The PAD promised to summon a crowd of over 100,000 this week for its “final battle” to topple the government, which is allied to Mr Somchai’s brother-in-law, Thaksin Shinawatra, the prime minister deposed in the coup of 2006. But only a fraction of that number turned out. The PAD’s increasingly thuggish tactics have lost it much of the support it had from middle-class Bangkokians.

However, despite its dwindling support, the PAD’s remaining crowds, a few tens of thousands at most, have been left unchecked to create havoc. The government and the police, having suffered fierce criticism from pro-PAD newspapers after deadly clashes in October, have stood back, hoping that the protesters’ excesses would lose them support. The army has so far declined to stage a coup, as the PAD wants. But it has also refused to help the police tackle the protesters, who claim support from Queen Sirikit.

It is now three years since the PAD’s founder, Sondhi Limthongkul, began holding rallies to protest at corruption and abuses of power by Mr Thaksin. The 2006 coup seemed to grant the PAD its wish. His Thai Rak Thai party, whose policies of cheap health care and microcredit had won strong support from rural voters, was subsequently dissolved. But last December, after 15 months of dismal army-backed rule, voters returned to power a coalition led by Mr Thaksin’s new People’s Power Party (PPP), prompting the PAD to resume its protests.

The Thai crisis is complex and the motives of its actors are not always clear. But it has increasingly looked like a fight to the death by the country’s traditional, royalist elite against a threat to its dominance from an authoritarian but highly popular leader from outside that Bangkok-based clique. The PAD claims that Mr Thaksin is plotting to overthrow the revered King Bhumibol and install a republic. This is probably untrue. But the businessman-turned-politician was becoming a rival to the king for the public’s affections. The PAD, arguing that the masses are too “uneducated” to choose sensible leaders and resist vote-buying, wants to restore the semi-democracy of the 1980s, increasing the influence of the army, palace and royalist bureaucracy and diluting the popular vote.

Mr Thaksin, despite recently having been convicted in absentia for corruption, is not giving up yet. He recently staged a rally of around 70,000 of his red-shirted supporters at a sports stadium, to address them by telephone. The exiled ex-leader is promising another big gathering in December. His main message seems to be: I am still popular and still here. Some diehard supporters have sent a tougher message, threatening to bomb the PAD’s rallies. Several PAD supporters have been killed or maimed in explosions this month. However, it is unclear which of these were caused by the group’s foes and which by its own bombs.
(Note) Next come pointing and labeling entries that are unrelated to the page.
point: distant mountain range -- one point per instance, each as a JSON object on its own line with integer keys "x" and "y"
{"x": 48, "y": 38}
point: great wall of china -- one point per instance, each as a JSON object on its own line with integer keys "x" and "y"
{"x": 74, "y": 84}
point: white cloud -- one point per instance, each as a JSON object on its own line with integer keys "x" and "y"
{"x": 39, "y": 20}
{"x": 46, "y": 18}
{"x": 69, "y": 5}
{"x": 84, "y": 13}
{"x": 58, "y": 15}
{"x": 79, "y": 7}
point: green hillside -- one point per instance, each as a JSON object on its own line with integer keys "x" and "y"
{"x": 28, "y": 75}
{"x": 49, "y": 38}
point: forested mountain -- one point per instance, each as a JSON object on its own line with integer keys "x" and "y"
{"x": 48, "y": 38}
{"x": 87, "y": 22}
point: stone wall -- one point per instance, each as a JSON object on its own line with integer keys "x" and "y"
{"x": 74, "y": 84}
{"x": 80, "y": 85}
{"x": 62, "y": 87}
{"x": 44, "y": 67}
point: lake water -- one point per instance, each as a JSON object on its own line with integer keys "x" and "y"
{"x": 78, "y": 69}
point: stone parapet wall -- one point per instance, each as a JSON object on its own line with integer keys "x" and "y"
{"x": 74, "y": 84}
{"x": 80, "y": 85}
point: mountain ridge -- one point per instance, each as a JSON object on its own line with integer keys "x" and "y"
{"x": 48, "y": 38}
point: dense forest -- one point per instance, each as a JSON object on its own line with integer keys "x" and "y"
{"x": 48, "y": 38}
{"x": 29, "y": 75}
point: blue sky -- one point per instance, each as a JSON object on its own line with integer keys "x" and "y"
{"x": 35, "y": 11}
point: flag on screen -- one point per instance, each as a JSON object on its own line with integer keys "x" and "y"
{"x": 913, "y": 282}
The government, abandoning Bangkok to gather in Chiang Mai, Mr Thaksin’s home turf, insists it will not budge. Busy dodging bands of marauding protesters, its ministers have been doing precious little governing, at a time when Thailand’s exports are crumbling, its vital tourist trade faces collapse and unemployment seems likely to soar. The courts may soon dissolve the PPP for alleged vote-buying in last December’s election. But Mr Thaksin already has a third party, Puea Thai, to take its place, with a cousin, Chaisit Shinawatra, reportedly lined up to lead it. The Thaksinites seem likely to win a fair election.

More unpredictable than ever, Thai politics is in a dangerous phase. Even if there is not a “hard” coup, some sort of softer military-judicial coup is possible—perhaps like the state of emergency imposed last year in Bangladesh—putting a civilian front on a government backed by the army and palace. But if this happens, Mr Thaksin’s increasingly angry redshirts threaten to take the place of the royalist yellow-shirts, hitting the streets to bring down the new government. Three years on, it is hard to foresee a happy ending to Thailand’s political strife, just a variety of sad ones.